例如,尽管未示出,所述电子设备1还可以包括给各个部件供电的电源(比如电池),优选地,电源可以通过电源管理装置与所述至少一个处理器10逻辑相连,从而通过电源管理装置实现充电管理、放电管理、以及功耗管理等功能。电源还可以包括一个或一个以上的直流或交流电源、再充电装置、电源故障检测电路、电源转换器或者逆变器、电源状态指示器等任意组件。所述电子设备1还可以包括多种传感器、蓝牙模块、Wi-Fi模块等,在此不再赘述。For example, although not shown, the electronic device 1 may also include a power source (such as a battery) for supplying power to various components. Preferably, the power source may be logically connected to the at least one processor 10 through a power management device, thereby controlling power The device implements functions such as charge management, discharge management, and power consumption management. The power supply may also include any components such as one or more DC or AC power supplies, recharging devices, power failure detection circuits, power converters or inverters, and power status indicators. The electronic device 1 may also include various sensors, Bluetooth modules, Wi-Fi modules, etc., which will not be repeated here.
进一步地,所述电子设备1还可以包括网络接口,可选地,所述网络接口可以包括有线接口和/或无线接口(如WI-FI接口、蓝牙接口等),通常用于在该电子设备1与其他电子设备之间建立通信连接。Further, the electronic device 1 may also include a network interface. Optionally, the network interface may include a wired interface and/or a wireless interface (such as a Wi-Fi interface, a Bluetooth interface, etc.), which is usually used in the electronic device 1 Establish a communication connection with other electronic devices.

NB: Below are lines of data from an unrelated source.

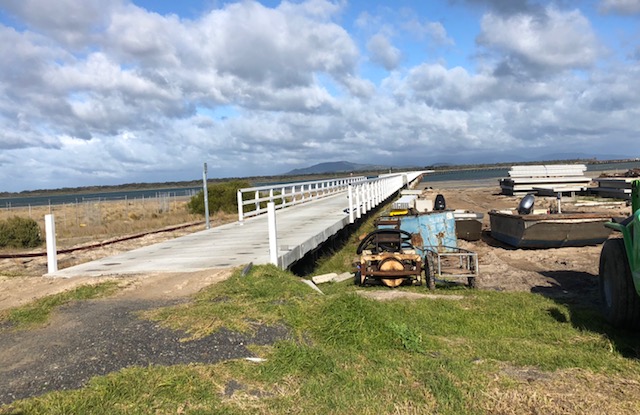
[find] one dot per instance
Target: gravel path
(96, 337)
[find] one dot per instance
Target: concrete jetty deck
(300, 229)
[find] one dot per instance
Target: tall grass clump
(222, 197)
(18, 232)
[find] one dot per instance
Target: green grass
(351, 354)
(38, 312)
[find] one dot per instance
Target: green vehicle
(620, 269)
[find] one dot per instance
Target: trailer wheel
(621, 303)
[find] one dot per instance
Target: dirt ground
(557, 272)
(78, 342)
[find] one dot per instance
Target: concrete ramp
(301, 229)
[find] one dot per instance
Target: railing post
(350, 195)
(240, 207)
(273, 233)
(358, 200)
(52, 254)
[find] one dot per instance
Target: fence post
(273, 233)
(351, 216)
(50, 231)
(358, 201)
(240, 207)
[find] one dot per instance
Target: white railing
(366, 195)
(288, 194)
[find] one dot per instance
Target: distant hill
(334, 167)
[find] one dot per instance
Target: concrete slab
(301, 229)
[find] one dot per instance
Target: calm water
(460, 175)
(8, 202)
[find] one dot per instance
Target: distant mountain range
(334, 167)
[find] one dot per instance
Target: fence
(253, 200)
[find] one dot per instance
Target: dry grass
(572, 391)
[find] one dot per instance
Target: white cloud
(113, 93)
(620, 6)
(556, 40)
(383, 52)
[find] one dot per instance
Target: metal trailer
(447, 263)
(434, 236)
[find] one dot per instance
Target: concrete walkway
(300, 228)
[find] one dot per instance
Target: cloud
(109, 92)
(554, 41)
(383, 52)
(69, 22)
(624, 7)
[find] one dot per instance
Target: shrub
(17, 232)
(222, 197)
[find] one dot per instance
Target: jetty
(277, 224)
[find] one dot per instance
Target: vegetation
(18, 232)
(38, 312)
(222, 197)
(476, 352)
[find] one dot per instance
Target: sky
(96, 92)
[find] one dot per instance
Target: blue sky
(97, 93)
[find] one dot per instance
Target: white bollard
(52, 254)
(351, 205)
(273, 235)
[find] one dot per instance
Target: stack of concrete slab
(614, 187)
(545, 179)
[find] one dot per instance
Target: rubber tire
(620, 301)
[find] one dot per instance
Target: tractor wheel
(621, 303)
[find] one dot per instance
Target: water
(9, 202)
(473, 174)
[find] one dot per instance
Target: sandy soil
(556, 272)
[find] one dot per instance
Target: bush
(17, 232)
(222, 197)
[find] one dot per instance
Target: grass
(487, 353)
(94, 221)
(38, 312)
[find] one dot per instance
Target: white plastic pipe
(273, 235)
(52, 253)
(351, 216)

可选地,该电子设备1还可以包括用户接口,用户接口可以是显示器(Display)、输入单元(比如键盘(Keyboard)),可选地,用户接口还可以是标准的有线接口、无线接口。可选地,在一些实施例中,显示器可以是LED显示器、液晶显示器、触控式液晶显示器以及OLED(Organic Light-Emitting Diode,有机发光二极管)触摸器等。其中,显示器也可以适当的称为显示屏或显示单元,用于显示在电子设备1中处理的信息以及用于显示可视化的用户界面。Optionally, the electronic device 1 may also include a user interface. The user interface may be a display (Display) and an input unit (such as a keyboard (Keyboard)). Optionally, the user interface may also be a standard wired interface or a wireless interface. Optionally, in some embodiments, the display may be an LED display, a liquid crystal display, a touch-sensitive liquid crystal display, and an OLED (Organic Light-Emitting Diode, organic light-emitting diode) touch device, etc. Among them, the display can also be appropriately called a display screen or a display unit, which is used to display the information processed in the electronic device 1 and to display a visualized user interface.

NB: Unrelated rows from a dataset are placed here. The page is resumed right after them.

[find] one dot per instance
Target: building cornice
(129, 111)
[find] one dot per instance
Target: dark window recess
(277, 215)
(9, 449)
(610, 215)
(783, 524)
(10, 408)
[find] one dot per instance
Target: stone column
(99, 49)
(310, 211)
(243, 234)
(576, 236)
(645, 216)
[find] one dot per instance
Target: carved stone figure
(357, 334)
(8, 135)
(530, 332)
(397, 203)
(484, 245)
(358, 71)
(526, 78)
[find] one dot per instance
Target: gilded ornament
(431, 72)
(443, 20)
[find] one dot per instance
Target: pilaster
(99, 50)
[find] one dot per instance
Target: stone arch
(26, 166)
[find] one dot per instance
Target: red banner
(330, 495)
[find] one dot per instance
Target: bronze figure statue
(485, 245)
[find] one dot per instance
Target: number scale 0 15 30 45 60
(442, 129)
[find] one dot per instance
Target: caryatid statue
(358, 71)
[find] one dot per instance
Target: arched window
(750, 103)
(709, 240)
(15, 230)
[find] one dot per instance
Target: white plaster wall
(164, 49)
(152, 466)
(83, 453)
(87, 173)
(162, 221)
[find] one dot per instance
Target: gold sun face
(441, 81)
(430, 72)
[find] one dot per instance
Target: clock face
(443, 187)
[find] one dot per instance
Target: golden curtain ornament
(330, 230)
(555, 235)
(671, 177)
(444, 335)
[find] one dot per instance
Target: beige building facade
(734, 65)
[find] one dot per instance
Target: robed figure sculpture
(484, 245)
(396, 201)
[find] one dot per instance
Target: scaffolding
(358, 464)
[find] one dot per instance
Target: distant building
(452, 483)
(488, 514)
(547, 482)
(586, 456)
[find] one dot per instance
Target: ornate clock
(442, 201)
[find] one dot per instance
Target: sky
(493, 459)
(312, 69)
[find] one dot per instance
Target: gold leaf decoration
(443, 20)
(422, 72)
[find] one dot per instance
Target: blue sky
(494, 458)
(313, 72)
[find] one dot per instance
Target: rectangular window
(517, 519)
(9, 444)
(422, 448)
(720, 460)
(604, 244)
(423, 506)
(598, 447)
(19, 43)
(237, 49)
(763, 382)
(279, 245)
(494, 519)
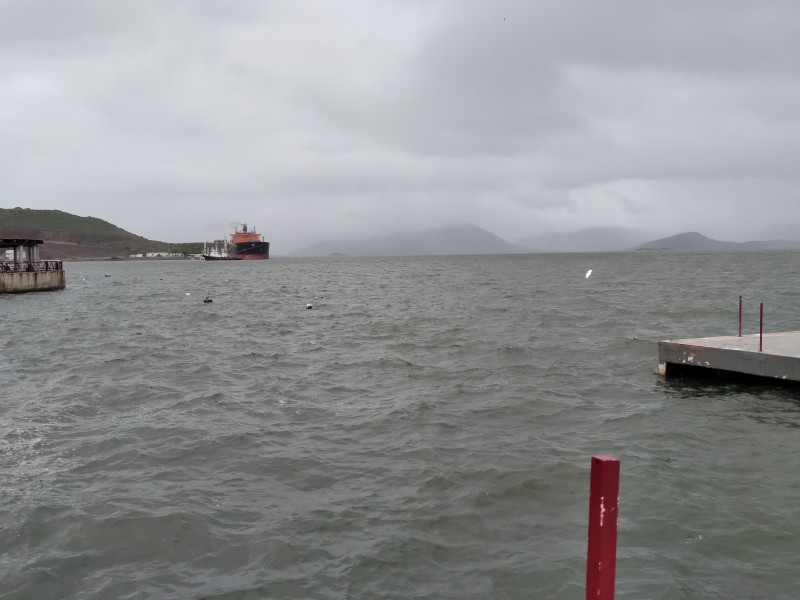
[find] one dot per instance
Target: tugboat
(244, 245)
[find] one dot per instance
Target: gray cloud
(320, 120)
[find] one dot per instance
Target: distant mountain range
(595, 239)
(70, 237)
(469, 239)
(457, 239)
(696, 242)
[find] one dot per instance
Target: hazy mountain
(696, 242)
(595, 239)
(458, 239)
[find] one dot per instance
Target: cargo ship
(245, 244)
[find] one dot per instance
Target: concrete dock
(733, 356)
(21, 269)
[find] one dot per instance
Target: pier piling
(601, 561)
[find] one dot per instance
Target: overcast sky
(328, 119)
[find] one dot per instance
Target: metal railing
(22, 267)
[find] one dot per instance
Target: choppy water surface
(424, 432)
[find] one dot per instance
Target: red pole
(601, 563)
(740, 315)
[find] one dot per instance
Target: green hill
(70, 236)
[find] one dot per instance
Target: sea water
(423, 431)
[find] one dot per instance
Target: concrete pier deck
(734, 355)
(22, 271)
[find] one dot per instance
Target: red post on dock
(601, 563)
(740, 315)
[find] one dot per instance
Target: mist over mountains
(470, 239)
(69, 237)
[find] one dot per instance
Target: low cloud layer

应该了解,所述实施例仅为说明之用,在专利申请范围上并不受此结构的限制。It should be understood that the embodiments are only for illustrative purposes, and are not limited by this structure in the scope of the patent application.

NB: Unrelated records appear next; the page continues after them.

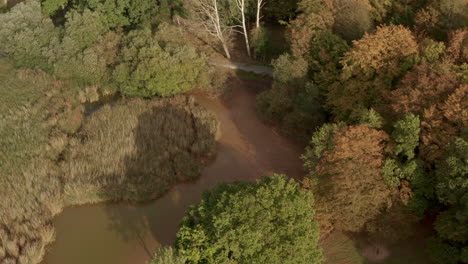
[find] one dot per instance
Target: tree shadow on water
(172, 142)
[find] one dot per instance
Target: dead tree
(243, 24)
(260, 4)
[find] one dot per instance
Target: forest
(105, 101)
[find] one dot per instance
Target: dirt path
(258, 69)
(128, 233)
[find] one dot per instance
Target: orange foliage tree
(371, 67)
(442, 122)
(421, 88)
(350, 188)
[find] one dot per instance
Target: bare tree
(241, 6)
(260, 4)
(206, 15)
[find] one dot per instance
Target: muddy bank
(129, 233)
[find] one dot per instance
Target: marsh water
(121, 233)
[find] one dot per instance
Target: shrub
(261, 43)
(270, 221)
(25, 35)
(138, 149)
(146, 69)
(33, 108)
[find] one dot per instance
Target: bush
(261, 43)
(352, 18)
(270, 221)
(25, 35)
(138, 149)
(146, 69)
(34, 112)
(442, 253)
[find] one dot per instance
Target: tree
(260, 5)
(207, 16)
(145, 69)
(347, 176)
(270, 221)
(75, 57)
(442, 122)
(458, 46)
(326, 51)
(315, 15)
(421, 88)
(241, 5)
(25, 35)
(293, 101)
(352, 18)
(452, 190)
(370, 68)
(401, 165)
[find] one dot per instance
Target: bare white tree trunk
(220, 31)
(206, 17)
(260, 4)
(241, 6)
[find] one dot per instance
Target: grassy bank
(50, 156)
(136, 149)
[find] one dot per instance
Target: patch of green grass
(339, 249)
(245, 75)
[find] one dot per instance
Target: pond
(121, 233)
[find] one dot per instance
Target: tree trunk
(259, 6)
(226, 50)
(244, 27)
(220, 31)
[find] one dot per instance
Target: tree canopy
(270, 221)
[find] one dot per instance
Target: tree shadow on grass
(172, 143)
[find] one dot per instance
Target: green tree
(270, 221)
(25, 35)
(76, 57)
(293, 101)
(452, 190)
(326, 51)
(146, 69)
(442, 253)
(315, 15)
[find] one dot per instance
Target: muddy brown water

所述电子设备1中的所述存储器11存储的基于音频的用户状态识别程序12是多个指令的组合,在所述处理器10中运行时,可以实现:The audio-based user state recognition program 12 stored in the memory 11 in the electronic device 1 is a combination of multiple instructions. When running in the processor 10, it can realize:
获取音频训练集,对所述音频训练集中的每个音频进行特征转换,得到目标声谱图集;Acquiring an audio training set, performing feature conversion on each audio in the audio training set, to obtain a target sound spectrum atlas;
基于注意力机制与小样本学习,利用所述目标声谱图集对预构建的深度学习网络模型进行训练,得到用户状态识别模型;Based on the attention mechanism and small sample learning, use the target spectrogram atlas to train the pre-built deep learning network model to obtain the user state recognition model;
当接收到待识别用户的音频时,对所述待识别用户的音频进行特征转换,得到待识别声谱图;When the audio of the user to be identified is received, feature conversion is performed on the audio of the user to be identified to obtain the spectrogram to be identified;
利用所述用户状态识别模型对所述待识别声谱图进行识别,得到用户状态识别结果。The user state recognition model is used to recognize the to-be-recognized spectrogram to obtain a user state recognition result.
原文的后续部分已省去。